Una dieta rica en cereales integrales, legumbres, frutas y frutos secos no solo favorece el sistema digestivo, también puede convertirse en un aliado clave para la salud cerebral. Diversas investigaciones recientes señalan que la fibra alimentaria desempeña un papel fundamental al estimular el microbioma intestinal, el conjunto de microorganismos que habitan en el intestino y que influyen en múltiples funciones del organismo.
Este efecto cobra relevancia a través del llamado eje intestino‑cerebro, un sistema de comunicación bidireccional entre el sistema digestivo y el cerebro. Cuando el microbioma se mantiene equilibrado, puede contribuir a reducir procesos inflamatorios, mejorar la regulación del estado de ánimo y, según diversos estudios, incluso ayudar a ralentizar algunos síntomas asociados con el deterioro cognitivo.
Sin embargo, especialistas advierten que existe una marcada “brecha de fibra” en la alimentación moderna.

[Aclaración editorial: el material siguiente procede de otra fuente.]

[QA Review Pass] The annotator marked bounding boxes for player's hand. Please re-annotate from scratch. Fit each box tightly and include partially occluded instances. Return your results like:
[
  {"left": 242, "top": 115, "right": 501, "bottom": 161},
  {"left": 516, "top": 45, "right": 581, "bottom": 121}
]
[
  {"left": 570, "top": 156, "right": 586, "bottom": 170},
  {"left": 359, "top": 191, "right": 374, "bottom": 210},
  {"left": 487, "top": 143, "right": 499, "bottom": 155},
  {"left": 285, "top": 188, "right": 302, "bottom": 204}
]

En países como Estados Unidos y el Reino Unido, más del 90 % de los adultos no alcanzan la ingesta diaria recomendada de este nutriente. La investigadora Karen Scott ha señalado que un consumo insuficiente de fibra representa un factor de riesgo importante para la salud general, ya que afecta directamente al equilibrio del microbioma intestinal.
Aumentar la presencia de alimentos ricos en fibra en la dieta cotidiana —como granos integrales, lentejas, frijoles, verduras y frutos secos— es considerado por especialistas como uno de los cambios más simples y efectivos para fortalecer la salud digestiva, proteger la función cognitiva y disminuir el riesgo de desarrollar enfermedades crónicas a largo plazo.